= Thomas Church (priest) =

Thomas Church (20 October 1707 – 1756) was a British priest and controversialist.

==Life==
Born at Marlborough, Wiltshire on 20 October 1707, he graduated at Brasenose College, Oxford, Bachelor of Arts (BA) 1726, Oxford Master of Arts (MA Oxon) 1731. He was vicar of Battersea from 1740 till his death, 23 December 1756. He also held a prebendal stall at St Paul's Cathedral (3 January 1743/4), and was lecturer at St Anne's, Soho.

==Works==
His vindication, against Conyers Middleton, of the miraculous powers of the Early Christian church, earned him the degree of Doctor of Divinity (DD) from the University of Oxford (1749). He criticised the philosophy of deism, and the Methodists. Besides sermons, he published:

- An Essay towards vindicating the literal sense of the Demoniacks in the New Testament, 1737 (anonymous). This controversial work was addressed to Arthur Ashley Sykes, and had a sequel.

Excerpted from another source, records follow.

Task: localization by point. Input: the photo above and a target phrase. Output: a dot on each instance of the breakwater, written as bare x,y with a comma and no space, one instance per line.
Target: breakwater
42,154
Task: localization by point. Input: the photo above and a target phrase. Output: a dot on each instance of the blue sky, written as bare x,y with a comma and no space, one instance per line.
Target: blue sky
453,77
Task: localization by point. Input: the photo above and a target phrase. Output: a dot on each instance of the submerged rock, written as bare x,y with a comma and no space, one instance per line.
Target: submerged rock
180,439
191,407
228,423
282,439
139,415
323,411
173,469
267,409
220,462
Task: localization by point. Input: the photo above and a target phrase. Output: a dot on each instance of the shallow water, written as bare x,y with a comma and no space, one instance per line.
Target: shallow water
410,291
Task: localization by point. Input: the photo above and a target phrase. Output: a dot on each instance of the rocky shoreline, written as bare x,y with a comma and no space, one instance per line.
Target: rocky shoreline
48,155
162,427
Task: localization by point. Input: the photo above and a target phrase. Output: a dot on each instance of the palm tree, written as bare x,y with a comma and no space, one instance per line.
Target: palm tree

- A short State of the Controversy about the meaning of the Demoniacks in the New Testament, 1739 (anonymous). A further work in the Sykes controversy.

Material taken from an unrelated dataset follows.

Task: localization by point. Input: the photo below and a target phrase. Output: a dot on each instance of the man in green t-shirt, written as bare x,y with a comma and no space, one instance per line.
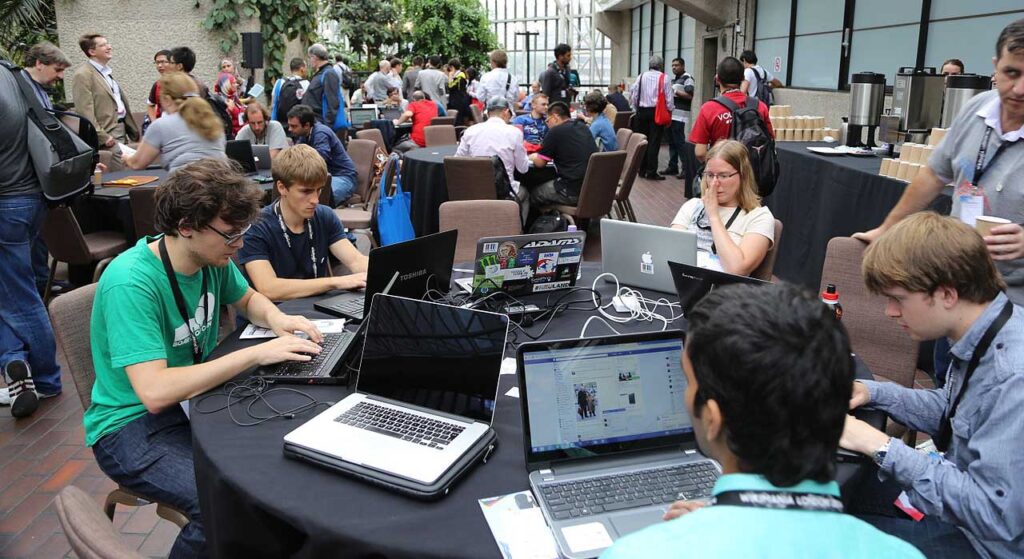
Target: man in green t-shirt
154,321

- A Serious and Expostulatory Letter to the Rev. Mr. George Whitefield, on the occasion of his late Letter to the Bishop of London and other Bishops, 1744. He reproached George Whitefield for his frequent absences from his cure of souls in the Colony of Georgia.

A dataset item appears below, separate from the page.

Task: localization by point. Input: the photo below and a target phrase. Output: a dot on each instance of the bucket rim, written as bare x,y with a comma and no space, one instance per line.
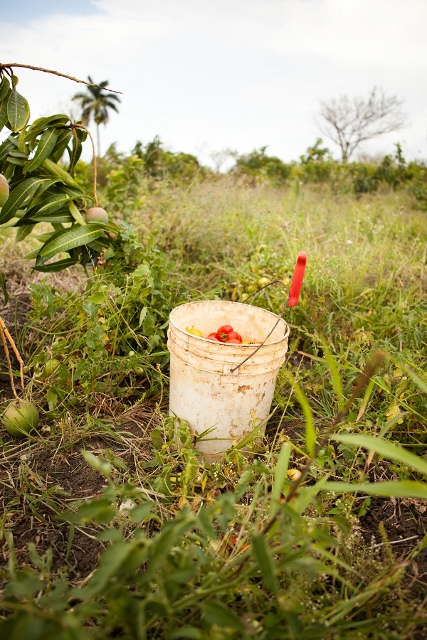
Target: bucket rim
239,304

- Remarks on the Rev. Mr. John Wesley's Last Journal, 1745. Against the doctrines of John Wesley.
- A Vindication of the Miraculous Powers which subsisted in the three first Centuries of the Christian Church, in answer to Dr. Middleton's Free Enquiry, 1750.
- An Analysis of the Philosophical Works of the late Lord Viscount Bolingbroke, London, 1755; Dublin, 1756 (these editions, separately printed, were published anonymously). Henry St John, 1st Viscount Bolingbroke is said to have been his patron); the analysis is terse and closely argued.